Reconoció la voz, pero albergó la esperanza de equivocarse. Por desgracia, cuando miró a su alrededor vio a Sid Preston trotando para alcanzarla, con una cámara Nikon balanceándose de la correa que llevaba colgada al cuello.

El reportero se guardó el chicle en un lado de la boca hasta que recobró el aliento.

—Hola. Me he enterado de la terrible pérdida que ha sufrido. Quería decirle lo mucho que lo siento.

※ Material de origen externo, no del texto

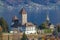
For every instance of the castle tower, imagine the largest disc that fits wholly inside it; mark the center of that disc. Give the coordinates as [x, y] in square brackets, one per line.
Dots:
[15, 21]
[24, 16]
[47, 17]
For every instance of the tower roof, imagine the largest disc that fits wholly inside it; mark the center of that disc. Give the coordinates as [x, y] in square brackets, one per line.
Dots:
[23, 11]
[47, 17]
[15, 18]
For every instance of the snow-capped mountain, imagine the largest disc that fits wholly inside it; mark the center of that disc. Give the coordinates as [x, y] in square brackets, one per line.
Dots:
[35, 9]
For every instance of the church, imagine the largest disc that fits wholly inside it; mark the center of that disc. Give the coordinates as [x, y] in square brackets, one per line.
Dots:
[24, 26]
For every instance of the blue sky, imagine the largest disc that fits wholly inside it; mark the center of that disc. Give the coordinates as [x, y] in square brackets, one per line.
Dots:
[36, 10]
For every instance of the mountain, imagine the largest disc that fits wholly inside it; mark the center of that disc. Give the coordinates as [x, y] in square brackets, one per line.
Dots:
[36, 11]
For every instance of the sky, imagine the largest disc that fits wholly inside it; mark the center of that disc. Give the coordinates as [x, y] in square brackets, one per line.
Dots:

Natalie abrió el coche y se sentó en el asiento del conductor.

—¿De verdad?

—Por supuesto. —Preston echó un vistazo detrás de él y habló en voz baja; evidentemente, no quería compartir la entrevista con ninguno de sus colegas—. Me preguntaba si le gustaría hacer alguna declaración sobre la tragedia.

—Claro. Váyase al cuerno.

Cerró la puerta de un golpe.

Preston se inclinó y gritó a través de la ventanilla del conductor:

—¿Todavía tiene mi tarjeta?

Ella arrancó sin mirarlo.

Cuando estaba maniobrando para salir del aparcamiento, pasó por delante de un hombre pálido situado al lado de un Hyundai que se estaba sonando la nariz con un pañuelo sucio. El hombre le lanzó una mirada fulminante, y ella reconoció los ojos enrojecidos de Horace Rendell.

El reloj del salpicadero marcaba las 9.22. Natalie echó un vistazo al espejo retrovisor y vio a George en su LeBaron, que viró y se situó detrás de ella. ¿Qué estaba haciendo Rendell levantado a esas horas?

—Hoy han salido todos los vampiros.

Suspiró y se marchó, pensando cómo se podrían esconder ella y Callie.